The different protocols cannot be compared based on the rate of complete pathologic response achieved, as this outcome is related not only to the effectiveness of therapy but also to the temporal distance to the radiation delivered⁽²²⁾. In either schedule, it appears that there is no long-term difference between induction and consolidation ChT. In terms of long-term reduction of distal metastasis, it appears that ChT intention matters. Therefore, either a full course of at least 4 months of oxaliplatin-based treatment or a shorter course of more intense (FOLFOXIRI) regimen in fit patients should be recommended^(8,14). The type of radiation, that is, either 5 × 5 or long course, does not seem to impact the final outcome^{(8,11,12,13,14,15)}. However, if organ preservation is a goal of the treatment, long-course radiation is preferable⁽¹³⁾. To date, there are no available data to support the use of short-course radiation to achieve this goal. It also makes sense to administer ChT as consolidation after CRT to ensure the maximum rate of CR⁽²³⁾. Several studies provisioned for postoperative ChT, a practice that cannot be fully supported if an adequate course of ChT is administered preoperatively, unless the PRODIGE treatment plan is followed, lest four cycles of FOLFOXIRI are not adequate to maximally control distant micrometastases⁽⁹⁾.

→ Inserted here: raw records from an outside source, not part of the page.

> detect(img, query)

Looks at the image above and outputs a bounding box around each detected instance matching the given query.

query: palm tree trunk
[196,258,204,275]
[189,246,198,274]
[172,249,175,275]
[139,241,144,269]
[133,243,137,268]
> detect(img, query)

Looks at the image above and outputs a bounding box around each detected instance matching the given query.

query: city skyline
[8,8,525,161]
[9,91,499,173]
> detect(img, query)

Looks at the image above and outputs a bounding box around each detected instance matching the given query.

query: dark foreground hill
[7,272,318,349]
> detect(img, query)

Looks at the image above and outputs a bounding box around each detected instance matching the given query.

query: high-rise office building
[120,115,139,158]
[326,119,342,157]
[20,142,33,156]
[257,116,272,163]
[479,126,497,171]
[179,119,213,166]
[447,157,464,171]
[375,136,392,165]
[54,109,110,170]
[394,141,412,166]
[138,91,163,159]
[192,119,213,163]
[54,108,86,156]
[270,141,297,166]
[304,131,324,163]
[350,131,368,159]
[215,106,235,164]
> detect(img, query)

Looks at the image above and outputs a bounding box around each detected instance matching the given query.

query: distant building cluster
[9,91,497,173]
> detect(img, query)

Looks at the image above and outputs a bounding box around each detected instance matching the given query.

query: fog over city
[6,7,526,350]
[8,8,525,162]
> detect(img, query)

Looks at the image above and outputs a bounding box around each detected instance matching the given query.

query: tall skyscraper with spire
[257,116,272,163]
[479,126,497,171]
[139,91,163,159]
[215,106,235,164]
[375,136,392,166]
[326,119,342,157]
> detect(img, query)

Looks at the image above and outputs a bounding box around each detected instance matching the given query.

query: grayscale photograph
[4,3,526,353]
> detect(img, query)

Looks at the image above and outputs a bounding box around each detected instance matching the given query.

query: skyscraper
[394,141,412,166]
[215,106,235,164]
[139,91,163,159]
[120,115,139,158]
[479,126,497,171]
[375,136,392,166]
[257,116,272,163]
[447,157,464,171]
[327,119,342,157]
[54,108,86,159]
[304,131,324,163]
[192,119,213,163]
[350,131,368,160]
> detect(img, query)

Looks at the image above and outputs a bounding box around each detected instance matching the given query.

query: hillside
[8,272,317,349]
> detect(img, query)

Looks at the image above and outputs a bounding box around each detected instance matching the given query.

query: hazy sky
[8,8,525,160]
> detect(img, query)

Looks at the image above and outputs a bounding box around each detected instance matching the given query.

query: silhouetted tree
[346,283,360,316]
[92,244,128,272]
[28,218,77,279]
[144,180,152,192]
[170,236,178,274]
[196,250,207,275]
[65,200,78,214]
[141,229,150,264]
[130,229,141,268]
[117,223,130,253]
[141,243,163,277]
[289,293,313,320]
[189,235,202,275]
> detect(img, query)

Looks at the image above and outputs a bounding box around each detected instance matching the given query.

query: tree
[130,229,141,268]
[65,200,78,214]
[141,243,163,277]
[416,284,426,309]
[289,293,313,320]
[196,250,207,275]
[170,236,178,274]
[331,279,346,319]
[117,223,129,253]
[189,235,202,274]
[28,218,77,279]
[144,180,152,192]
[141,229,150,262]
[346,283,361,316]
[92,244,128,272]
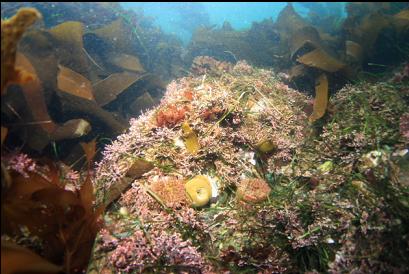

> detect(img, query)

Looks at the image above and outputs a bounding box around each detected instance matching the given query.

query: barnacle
[185,175,212,207]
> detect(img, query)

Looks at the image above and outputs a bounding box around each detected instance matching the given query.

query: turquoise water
[121,2,345,44]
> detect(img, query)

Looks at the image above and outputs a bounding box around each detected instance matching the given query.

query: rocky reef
[90,57,409,273]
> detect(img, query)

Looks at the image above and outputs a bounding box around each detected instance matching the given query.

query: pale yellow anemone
[185,175,212,207]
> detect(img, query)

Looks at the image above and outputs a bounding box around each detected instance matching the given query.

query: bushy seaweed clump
[92,58,409,273]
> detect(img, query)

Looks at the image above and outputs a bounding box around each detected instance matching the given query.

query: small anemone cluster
[95,57,409,273]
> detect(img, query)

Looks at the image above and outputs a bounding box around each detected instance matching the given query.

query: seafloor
[1,2,409,274]
[89,61,409,273]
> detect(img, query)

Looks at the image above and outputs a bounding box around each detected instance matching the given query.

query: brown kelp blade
[309,73,328,122]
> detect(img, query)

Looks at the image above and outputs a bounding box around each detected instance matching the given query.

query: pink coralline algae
[110,230,205,272]
[7,153,37,178]
[399,113,409,140]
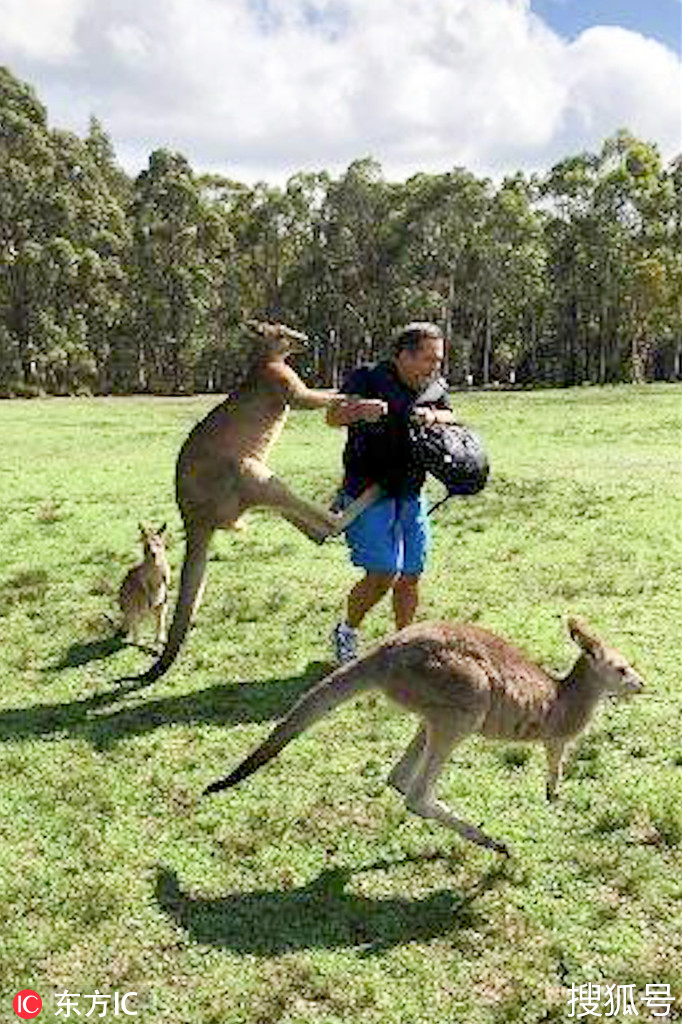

In conclusion, TNT represents a novel paradigm shift in the treatment of LARC. Recently, results of the PROSPECT study showed equivalence of full-course neoadjuvant ChT to standard CRT in patients with intermediate risk LARC⁽¹⁶⁾. Clearly, this offers another therapeutic option for certain patients, although organ preservation was not an aim. In addition, immunotherapy presents another excellent option for appropriate patients; it seems that it may be also beneficial for microsatellite stable (MSS) rectal tumors in the context of TNT^(24,25). Longer follow-up and results of ongoing studies will help reshape a new and exciting landscape for the treatment of LARC.